Audits of large listed companies are improving but there’s room for improvement, particularly for audit of companies outside the FTSE 350, the Financial Reporting Council says. It’ll focus on audits of supply chains in the next year.
Audits of large UK companies improved in the last year but there’s room for improvement in preventing recurring problems at companies and protecting auditor independence, the financial reporting watchdog said in its annual review of audit.
Around 67% of 109 private sector audits inspected in 2015/2015 were judged either good or only requiring limited improvements. That compares to 60% a year earlier.
The quality of audits of companies in the FTSE 350 share index is higher than other categories of audits inspected with only 6% assessed as requiring significant improvements (10% for all audits inspected), the FRC said.
Despite the improvement in audit quality the FRC said it was concerned that 33% of all audits inspected in 2014/15 (40% in 2013/14) required improvements or significant improvements.
Companies outside the FTSE 350 are most likely to show a need for significant improvement in their audits, the FRC said.

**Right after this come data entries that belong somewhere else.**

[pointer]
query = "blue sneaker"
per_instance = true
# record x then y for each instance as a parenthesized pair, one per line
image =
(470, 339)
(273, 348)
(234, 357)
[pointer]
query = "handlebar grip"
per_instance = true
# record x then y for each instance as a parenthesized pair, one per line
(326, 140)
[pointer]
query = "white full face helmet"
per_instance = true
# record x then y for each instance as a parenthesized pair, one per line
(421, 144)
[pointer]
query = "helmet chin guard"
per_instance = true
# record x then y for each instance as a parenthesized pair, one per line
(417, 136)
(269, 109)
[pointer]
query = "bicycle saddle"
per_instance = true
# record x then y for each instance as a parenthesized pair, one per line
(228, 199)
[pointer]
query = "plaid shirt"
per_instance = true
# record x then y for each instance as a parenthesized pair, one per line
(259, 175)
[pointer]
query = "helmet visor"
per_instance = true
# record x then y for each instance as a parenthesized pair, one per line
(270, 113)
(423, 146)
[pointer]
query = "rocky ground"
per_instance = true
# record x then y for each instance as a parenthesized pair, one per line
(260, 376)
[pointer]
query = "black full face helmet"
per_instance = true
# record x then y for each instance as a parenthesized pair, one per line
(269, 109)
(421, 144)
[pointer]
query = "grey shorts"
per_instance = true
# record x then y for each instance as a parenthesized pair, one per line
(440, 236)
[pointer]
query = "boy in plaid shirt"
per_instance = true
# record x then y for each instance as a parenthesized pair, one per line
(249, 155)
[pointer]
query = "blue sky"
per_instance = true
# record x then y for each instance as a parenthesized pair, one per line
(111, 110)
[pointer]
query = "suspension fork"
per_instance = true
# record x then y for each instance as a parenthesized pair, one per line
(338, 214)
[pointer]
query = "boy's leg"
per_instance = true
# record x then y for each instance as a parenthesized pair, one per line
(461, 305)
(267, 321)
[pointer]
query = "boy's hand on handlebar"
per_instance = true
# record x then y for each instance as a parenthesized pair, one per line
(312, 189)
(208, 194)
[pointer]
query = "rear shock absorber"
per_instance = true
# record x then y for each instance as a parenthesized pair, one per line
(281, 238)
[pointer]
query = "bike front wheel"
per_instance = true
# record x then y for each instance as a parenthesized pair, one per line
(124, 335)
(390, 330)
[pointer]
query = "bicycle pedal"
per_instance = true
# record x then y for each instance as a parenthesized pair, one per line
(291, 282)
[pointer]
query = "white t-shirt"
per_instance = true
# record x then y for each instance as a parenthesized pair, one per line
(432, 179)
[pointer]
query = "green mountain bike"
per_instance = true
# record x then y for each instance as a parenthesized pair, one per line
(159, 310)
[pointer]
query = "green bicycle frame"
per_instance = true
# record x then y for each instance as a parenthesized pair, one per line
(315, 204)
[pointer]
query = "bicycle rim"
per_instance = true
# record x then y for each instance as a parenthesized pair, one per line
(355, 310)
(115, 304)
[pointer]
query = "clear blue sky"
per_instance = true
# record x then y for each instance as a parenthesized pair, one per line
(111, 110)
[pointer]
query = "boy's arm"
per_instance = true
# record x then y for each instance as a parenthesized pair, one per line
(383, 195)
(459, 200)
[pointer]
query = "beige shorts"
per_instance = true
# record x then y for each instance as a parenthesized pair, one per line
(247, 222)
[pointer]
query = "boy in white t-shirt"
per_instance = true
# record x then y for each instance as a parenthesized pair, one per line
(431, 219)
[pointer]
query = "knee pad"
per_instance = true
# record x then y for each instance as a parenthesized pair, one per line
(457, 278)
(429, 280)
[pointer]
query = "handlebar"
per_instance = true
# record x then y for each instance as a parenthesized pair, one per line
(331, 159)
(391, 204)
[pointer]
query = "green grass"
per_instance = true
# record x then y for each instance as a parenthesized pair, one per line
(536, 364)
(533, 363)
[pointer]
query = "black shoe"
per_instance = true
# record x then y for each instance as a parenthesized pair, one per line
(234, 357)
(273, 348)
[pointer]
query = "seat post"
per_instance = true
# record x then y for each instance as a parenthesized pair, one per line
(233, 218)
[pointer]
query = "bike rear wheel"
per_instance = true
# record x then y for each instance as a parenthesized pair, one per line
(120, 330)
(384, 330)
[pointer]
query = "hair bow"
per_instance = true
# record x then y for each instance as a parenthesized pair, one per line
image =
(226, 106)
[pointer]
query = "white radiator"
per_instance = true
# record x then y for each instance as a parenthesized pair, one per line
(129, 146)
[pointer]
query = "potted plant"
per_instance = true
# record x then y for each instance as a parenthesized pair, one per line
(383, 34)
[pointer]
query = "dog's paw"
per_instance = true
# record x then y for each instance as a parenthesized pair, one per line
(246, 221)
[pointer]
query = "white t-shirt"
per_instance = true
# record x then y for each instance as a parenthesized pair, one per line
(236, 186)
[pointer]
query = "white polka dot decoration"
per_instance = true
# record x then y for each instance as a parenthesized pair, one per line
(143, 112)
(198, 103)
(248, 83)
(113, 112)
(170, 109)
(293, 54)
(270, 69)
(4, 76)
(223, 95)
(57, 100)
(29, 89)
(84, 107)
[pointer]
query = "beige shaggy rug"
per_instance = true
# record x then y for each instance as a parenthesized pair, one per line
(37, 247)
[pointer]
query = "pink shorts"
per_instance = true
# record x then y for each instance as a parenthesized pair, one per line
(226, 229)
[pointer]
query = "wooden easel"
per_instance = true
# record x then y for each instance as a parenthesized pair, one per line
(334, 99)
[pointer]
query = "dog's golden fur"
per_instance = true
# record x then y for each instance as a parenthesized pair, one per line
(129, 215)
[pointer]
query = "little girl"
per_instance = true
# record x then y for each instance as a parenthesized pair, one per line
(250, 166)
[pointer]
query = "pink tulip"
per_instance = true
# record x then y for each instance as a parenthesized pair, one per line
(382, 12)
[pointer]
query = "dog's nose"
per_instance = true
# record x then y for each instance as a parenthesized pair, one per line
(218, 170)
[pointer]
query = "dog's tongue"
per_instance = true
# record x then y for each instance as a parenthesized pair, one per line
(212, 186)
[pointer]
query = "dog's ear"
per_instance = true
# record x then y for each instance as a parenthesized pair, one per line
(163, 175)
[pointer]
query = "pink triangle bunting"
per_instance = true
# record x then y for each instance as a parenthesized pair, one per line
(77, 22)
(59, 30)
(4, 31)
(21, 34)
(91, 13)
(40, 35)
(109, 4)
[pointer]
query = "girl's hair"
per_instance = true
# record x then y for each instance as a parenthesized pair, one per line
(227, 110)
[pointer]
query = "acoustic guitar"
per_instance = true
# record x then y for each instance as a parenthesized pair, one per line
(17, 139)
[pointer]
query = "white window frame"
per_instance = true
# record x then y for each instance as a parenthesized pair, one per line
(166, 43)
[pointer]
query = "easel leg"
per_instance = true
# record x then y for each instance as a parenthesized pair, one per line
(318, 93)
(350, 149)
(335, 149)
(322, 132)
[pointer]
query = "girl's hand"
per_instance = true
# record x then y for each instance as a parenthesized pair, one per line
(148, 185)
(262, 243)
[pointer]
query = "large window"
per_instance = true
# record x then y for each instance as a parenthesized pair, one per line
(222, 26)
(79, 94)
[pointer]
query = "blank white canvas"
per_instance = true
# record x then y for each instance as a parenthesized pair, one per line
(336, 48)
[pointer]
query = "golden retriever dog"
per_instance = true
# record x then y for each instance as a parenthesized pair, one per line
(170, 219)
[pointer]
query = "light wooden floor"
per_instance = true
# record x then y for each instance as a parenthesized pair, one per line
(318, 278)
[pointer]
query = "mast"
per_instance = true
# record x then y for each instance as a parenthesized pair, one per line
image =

“The FRC recognises that smaller companies have less resource to put into the preparation of their financial statements and this can make the audit more difficult. However, investors consistently say they rely particularly heavily on the quality of reporting in smaller listed companies given the absence of other analysis.”
The FRC said it will publish a report on this subject shortly.
After the accounting scandal at Tesco, which involved payments to suppliers, the FRC said that in the next year it will include a focus on the audits of businesses where “complex supplier arrangements are prevalent”; mainly food, drinks and consumer goods manufacturers and retailers.
“We will pay particular attention to the extent to which the audit team has challenged and checked the appropriateness of how these arrangements are accounted for,” it said.
The FRC also plans to inspect a number of first year audits to assess the extent to which changes in auditors have an impact on audit quality.
FRC executive director, conduct, Paul George said: “We were pleased that firms responded positively to the new extended auditor reporting requirements. We hope to see further improvements in the clarity of reporting by auditors of how they have addressed the assessed risks.
"We also expect auditors to discuss findings from our inspections to audit committees and will monitor closely how companies report our findings to their shareholders.”